In addition to Weibo, there is also WeChat
Please pay attention
WeChat public account
Shulou
2025-01-17 Update From: SLTechnology News&Howtos shulou NAV: SLTechnology News&Howtos > Development >
Share
Shulou(Shulou.com)06/03 Report--
Today, I will talk to you about how to use an open source tool to achieve the visualization of multithreaded Python programs, which may not be well understood by many people. in order to make you understand better, the editor has summarized the following for you. I hope you can get something according to this article.
VizTracer can track concurrent Python programs to help record, debug, and parse.
Concurrency is an essential part of modern programming because we have multiple cores and many tasks that require collaboration. However, when concurrent programs do not run sequentially, it is difficult to understand them. For engineers, finding bug and performance problems in these programs is not as easy as in single-threaded, single-tasking programs.
In Python, you have a variety of concurrency options. Probably the most common are multithreading with threading modules, multiprocesses with subprocess and multiprocessing modules, and recently the async syntax provided with asyncio modules. Prior to VizTracer, there was a lack of tools to analyze programs that used these technologies.
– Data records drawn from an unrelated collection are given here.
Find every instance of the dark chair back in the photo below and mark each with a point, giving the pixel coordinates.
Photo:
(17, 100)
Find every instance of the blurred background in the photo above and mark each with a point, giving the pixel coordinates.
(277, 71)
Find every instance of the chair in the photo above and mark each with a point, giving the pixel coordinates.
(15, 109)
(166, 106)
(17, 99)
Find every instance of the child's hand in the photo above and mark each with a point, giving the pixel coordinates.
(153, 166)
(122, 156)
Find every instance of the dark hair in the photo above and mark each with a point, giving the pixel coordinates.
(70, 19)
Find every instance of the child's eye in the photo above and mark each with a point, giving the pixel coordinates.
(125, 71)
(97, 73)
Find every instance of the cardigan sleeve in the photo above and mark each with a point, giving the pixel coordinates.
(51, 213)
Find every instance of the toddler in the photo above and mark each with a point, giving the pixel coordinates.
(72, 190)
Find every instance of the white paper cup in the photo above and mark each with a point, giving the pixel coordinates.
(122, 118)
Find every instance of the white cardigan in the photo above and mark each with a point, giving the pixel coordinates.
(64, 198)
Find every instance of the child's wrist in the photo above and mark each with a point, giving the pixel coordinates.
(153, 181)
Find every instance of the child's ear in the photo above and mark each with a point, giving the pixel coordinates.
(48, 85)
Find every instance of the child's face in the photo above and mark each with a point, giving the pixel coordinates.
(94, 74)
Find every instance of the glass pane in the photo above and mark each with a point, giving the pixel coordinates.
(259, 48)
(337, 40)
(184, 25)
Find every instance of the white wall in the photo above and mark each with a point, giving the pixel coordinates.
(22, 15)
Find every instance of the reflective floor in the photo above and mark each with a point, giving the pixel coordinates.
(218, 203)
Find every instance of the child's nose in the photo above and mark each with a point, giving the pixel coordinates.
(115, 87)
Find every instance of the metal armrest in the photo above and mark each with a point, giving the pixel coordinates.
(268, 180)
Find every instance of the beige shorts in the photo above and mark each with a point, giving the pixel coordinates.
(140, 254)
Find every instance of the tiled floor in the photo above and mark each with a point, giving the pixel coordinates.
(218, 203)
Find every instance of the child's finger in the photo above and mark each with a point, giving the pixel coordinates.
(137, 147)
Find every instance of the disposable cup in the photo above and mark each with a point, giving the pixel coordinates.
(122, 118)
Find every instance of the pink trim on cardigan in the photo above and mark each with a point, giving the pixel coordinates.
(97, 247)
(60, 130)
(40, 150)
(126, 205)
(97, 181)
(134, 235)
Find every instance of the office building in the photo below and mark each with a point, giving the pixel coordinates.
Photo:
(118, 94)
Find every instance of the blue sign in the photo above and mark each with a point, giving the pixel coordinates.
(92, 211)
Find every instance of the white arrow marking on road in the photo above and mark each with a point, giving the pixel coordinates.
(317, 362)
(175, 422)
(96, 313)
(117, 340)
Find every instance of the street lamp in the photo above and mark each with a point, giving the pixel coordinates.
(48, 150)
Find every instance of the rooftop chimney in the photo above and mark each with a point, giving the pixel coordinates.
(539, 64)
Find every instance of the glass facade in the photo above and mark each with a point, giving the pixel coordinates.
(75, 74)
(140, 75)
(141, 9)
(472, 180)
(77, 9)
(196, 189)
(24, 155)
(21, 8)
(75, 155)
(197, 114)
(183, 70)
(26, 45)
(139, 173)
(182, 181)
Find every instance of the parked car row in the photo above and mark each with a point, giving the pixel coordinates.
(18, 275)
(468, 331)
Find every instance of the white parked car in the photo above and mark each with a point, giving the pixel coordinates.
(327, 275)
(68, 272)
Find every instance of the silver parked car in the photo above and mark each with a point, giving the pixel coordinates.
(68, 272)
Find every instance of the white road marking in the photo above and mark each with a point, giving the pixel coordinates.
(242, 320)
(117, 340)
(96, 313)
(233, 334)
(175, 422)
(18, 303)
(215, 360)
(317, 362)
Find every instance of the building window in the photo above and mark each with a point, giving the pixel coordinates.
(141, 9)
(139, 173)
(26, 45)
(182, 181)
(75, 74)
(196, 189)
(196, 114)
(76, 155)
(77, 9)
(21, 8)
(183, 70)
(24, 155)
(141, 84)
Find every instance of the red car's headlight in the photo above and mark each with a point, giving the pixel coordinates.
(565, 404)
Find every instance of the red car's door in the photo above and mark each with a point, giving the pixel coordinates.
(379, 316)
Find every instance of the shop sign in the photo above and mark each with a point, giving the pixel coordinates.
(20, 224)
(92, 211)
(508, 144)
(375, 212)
VizTracer is a tool for tracking and visualizing Python programs, which is very helpful for logging, debugging, and profiling. Although it is easy to use for single-threaded and single-task programs, its practicability in concurrent programs is its unique feature.
Try a simple task
Start with a simple exercise task: calculate whether the integers in an array are prime and return a Boolean array. Here is a simple solution:
Def is_prime (n): for i in range (2, n): if n% I = 0: return False return True def get_prime_arr (arr): return [is_prime (elem) for elem in arr]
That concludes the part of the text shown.